Priceless
Graham Ross
The truth is an inconvenient shadow slowly disappearing from the screen
It is 13 January as I write this and it already seems like a very long time ago that we were drifting in the no-man’s land after Christmas and before New Year, not knowing what day it was and trying to fill those in-between days with pursuits that didn’t increase the pressure on our bank balances and overstretched livers which would be put to the test again come Hogmanay.
Well, that was where I was drifting, and for a few of those days, I managed to fit in some reading, some much needed walking and some much delayed domestic overhauls in my flat which was beginning to resemble a long abandoned second-hand shop. For those who know me, I have to confess that all of these pursuits were accompanied by the odd beer or glass of wine, for purely medicinal purposes you understand, and to maintain a decent level of stamina for the coming storm of a typical New Year’s eve and 1 January.
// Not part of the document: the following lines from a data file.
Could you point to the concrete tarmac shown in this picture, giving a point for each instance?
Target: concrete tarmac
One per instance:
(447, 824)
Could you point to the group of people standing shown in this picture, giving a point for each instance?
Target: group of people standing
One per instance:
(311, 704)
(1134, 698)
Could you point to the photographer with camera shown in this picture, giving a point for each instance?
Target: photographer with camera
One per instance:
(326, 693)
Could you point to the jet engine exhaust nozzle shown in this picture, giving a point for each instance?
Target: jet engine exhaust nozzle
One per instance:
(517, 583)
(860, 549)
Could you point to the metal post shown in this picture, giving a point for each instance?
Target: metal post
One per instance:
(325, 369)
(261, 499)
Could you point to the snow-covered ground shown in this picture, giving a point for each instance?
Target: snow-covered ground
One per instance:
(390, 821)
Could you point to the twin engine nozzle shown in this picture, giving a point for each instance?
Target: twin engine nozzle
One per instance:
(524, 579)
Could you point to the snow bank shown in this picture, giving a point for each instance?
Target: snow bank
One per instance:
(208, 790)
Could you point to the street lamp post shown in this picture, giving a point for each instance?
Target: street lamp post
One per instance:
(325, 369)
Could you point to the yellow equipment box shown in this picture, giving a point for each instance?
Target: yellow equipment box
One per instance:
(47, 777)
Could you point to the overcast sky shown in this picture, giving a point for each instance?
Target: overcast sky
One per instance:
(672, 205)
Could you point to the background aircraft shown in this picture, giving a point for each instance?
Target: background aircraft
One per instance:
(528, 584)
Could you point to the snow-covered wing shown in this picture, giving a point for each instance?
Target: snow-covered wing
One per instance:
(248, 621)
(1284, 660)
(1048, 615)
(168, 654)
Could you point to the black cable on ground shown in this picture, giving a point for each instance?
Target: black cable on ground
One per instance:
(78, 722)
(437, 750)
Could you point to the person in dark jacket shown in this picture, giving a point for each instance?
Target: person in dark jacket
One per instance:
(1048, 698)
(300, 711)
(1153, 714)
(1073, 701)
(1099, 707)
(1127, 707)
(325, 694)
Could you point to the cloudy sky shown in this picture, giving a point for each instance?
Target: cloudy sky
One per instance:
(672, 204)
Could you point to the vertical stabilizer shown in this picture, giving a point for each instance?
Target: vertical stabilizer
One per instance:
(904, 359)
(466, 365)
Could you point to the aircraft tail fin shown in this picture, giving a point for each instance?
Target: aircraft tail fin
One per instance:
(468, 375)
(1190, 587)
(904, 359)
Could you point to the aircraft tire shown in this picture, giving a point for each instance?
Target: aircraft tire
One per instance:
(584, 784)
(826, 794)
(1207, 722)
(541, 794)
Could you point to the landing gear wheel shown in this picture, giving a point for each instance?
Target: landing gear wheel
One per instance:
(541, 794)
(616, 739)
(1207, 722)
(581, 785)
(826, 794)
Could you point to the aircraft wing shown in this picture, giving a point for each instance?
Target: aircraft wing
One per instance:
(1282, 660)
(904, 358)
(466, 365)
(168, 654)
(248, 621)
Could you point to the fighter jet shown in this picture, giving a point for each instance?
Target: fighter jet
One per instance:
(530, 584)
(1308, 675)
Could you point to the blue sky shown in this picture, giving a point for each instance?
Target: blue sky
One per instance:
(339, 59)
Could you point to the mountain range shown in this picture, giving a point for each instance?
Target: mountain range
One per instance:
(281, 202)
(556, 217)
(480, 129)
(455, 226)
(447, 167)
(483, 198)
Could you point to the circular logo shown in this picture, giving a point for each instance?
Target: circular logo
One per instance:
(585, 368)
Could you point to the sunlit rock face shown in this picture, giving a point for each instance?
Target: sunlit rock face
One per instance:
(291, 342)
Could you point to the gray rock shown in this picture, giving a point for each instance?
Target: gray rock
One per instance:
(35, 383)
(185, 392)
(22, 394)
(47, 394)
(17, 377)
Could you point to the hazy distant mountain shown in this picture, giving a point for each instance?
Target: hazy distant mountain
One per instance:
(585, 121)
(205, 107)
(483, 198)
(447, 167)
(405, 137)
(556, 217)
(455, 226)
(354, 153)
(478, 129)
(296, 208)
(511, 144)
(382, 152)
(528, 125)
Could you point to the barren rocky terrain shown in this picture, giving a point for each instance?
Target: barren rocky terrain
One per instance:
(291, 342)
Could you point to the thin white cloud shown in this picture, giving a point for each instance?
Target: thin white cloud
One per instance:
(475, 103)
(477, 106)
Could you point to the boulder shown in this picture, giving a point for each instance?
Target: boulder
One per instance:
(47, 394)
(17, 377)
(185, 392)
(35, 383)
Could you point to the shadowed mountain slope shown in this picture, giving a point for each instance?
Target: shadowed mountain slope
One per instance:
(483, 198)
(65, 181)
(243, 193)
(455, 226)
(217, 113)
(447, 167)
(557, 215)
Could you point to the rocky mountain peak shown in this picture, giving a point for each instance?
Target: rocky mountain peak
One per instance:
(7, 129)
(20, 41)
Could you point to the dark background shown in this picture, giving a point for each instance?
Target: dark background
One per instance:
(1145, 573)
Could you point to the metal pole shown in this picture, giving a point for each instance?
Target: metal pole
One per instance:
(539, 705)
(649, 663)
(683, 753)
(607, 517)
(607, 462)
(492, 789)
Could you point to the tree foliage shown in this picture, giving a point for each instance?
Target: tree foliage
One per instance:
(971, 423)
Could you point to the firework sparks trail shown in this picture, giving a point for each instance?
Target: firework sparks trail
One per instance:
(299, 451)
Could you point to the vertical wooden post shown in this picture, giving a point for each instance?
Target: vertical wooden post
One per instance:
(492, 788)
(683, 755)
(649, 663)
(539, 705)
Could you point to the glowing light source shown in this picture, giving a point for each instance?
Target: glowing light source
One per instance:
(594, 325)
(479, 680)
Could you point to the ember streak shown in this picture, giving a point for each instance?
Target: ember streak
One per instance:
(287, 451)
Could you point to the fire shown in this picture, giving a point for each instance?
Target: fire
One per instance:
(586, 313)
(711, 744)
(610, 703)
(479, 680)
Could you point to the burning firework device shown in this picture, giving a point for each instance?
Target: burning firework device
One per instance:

Much like those dedicated footballers who keep up a middling standard of fitness in the summer to try and alleviate the gut-wrenching rigours of full-on pre-season training. Well, that’s my excuse and I’m sticking to it.
As with the beginning of every other year, firm resolutions did not feature in any shape or form for me. Most new year resolutions tend to be made either by people who are extremely drunk and therefore deluded as to their actual capacity to keep to them, or by people who somehow convince themselves that “this year is going to be different.”
Only to then find themselves battling to get to the bathroom with a stomach full of alcohol-induced bile whilst climbing over a mountain of classic literature which they’ve always wanted to read, rather than just have it lying around their house in full view to impress guests who just happen to have the same pile of unread classics in their houses. This tends to happen around the middle of February.
During the in-between days, I did read an article which lamented the unrelenting march of technology, particularly artificial intelligence and social media and some of the inherent dangers within, and which also cast a misty eye to the past and the loss of so many simple things which people of a certain age would recognise immediately. Bus conductors, milk floats, telephone boxes, people selling fish from boxes in pubs, going to Blockbusters to rent a video on a Friday night, and house parties to mention a few.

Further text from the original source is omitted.